L’aggancio emozionale, che li ha portati all’obiettivo di farsi ascoltare è stato il bisogno economico a livello ideale e la speranza di una vita migliore. Ma una vita migliore non può essere realizzata usando gli altri. Mentendo agli altri. Ingannando il cliente sul prezzo vero per giocare sul ricarico. Scegliendo le persone (collaboratori) sulla base della loro situazione economica più tragica o difficile sapendo di poter fare leva su questa fame di denaro per piegarle al proprio volere.

Non c’è niente di professionale in ciò.
C’è solo sciacallagine.
Direzione fallimento per forza.

Perché i presupposti umani (cruciali nel lavoro) sono sballati.

Perché le persone aprono gli occhi, ti vedono e

provano repulsione per te sentendosi traditi, usati, manipolati, oggetto, ingannati e miseri.

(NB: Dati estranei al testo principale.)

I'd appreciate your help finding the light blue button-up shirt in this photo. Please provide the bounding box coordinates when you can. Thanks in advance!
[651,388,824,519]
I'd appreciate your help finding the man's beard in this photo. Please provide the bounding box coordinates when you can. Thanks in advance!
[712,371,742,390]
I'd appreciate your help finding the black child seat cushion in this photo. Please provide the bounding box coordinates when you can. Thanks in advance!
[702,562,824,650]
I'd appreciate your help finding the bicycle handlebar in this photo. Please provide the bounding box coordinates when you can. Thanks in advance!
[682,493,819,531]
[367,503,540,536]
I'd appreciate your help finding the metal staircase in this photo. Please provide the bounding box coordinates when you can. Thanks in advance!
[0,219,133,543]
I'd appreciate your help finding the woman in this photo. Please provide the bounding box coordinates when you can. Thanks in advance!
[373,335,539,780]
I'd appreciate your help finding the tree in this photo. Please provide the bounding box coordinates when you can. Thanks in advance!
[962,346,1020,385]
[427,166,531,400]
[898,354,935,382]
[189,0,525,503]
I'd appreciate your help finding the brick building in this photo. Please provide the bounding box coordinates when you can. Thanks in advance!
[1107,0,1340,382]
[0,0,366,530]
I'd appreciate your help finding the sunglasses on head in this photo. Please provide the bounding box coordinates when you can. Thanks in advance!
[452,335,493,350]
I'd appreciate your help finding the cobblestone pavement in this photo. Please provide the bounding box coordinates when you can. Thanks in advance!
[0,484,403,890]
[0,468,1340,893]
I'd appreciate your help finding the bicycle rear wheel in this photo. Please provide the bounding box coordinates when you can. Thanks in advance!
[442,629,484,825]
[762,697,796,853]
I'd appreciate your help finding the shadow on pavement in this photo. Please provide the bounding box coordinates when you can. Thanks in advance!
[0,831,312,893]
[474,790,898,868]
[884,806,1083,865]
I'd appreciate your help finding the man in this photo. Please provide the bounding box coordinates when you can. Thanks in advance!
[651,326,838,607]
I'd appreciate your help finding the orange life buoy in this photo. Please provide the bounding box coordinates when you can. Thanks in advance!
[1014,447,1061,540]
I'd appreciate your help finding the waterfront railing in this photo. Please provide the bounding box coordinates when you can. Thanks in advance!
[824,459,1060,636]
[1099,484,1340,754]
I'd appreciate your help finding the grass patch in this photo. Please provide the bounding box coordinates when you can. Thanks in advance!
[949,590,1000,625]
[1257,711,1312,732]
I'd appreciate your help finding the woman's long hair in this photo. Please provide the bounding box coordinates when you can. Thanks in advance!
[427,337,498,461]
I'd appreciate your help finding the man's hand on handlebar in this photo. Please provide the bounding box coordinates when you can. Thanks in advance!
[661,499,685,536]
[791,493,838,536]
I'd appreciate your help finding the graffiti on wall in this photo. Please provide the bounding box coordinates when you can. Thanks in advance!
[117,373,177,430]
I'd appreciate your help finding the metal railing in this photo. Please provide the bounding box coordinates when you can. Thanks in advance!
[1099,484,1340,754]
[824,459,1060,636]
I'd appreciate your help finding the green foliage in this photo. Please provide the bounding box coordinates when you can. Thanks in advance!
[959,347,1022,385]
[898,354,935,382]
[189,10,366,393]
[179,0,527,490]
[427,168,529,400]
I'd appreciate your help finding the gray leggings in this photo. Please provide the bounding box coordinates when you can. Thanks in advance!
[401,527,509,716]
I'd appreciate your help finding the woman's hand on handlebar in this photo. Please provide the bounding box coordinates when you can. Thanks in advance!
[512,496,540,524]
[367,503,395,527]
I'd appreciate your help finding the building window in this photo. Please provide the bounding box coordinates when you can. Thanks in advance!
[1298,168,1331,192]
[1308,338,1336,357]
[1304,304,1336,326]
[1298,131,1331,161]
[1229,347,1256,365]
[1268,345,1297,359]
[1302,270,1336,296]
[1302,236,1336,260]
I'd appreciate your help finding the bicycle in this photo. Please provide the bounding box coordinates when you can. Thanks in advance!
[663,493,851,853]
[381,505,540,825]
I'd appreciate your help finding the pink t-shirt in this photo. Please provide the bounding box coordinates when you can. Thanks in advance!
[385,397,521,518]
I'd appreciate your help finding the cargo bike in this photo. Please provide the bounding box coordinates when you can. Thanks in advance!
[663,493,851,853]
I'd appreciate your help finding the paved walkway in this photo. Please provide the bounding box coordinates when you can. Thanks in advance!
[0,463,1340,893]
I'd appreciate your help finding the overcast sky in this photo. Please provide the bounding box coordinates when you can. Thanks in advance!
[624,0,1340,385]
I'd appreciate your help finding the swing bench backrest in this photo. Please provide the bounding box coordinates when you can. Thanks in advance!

Questi incontri mi hanno sospinto lontano perché mancava il rispetto basico per le persone, viste solo come transazione bancaria a molti zeri.

A volte, ho persino litigato con mia madre perché, di primo acchito, non “vedevo” la “fregatura”. Ma quando, poi, mi sono seduta con la calcolatrice in mano, ho capito che avevo bisogno di credere fosse l’opportunità giusta perché avevo bisogno di entrate per pagarmi le esigenze basiche di sopravvivenza senza pesare sulla mia famiglia.

Ecco, non voglio questo per me: non voglio sfruttare le persone per motivi commerciali.

Voglio essere un valore aggiunto e voglio portare agli altri qualcosa che migliori la vita con onestà, senza promettere mirabilie e menzogne, senza “brutte sorprese” all’orizzonte mascherate da grandi certezze fittizie di gloria.

Lavorare con le persone non è mai scontato o facile e il rischio di sbagliare è sempre presente perché ognuno è diverso.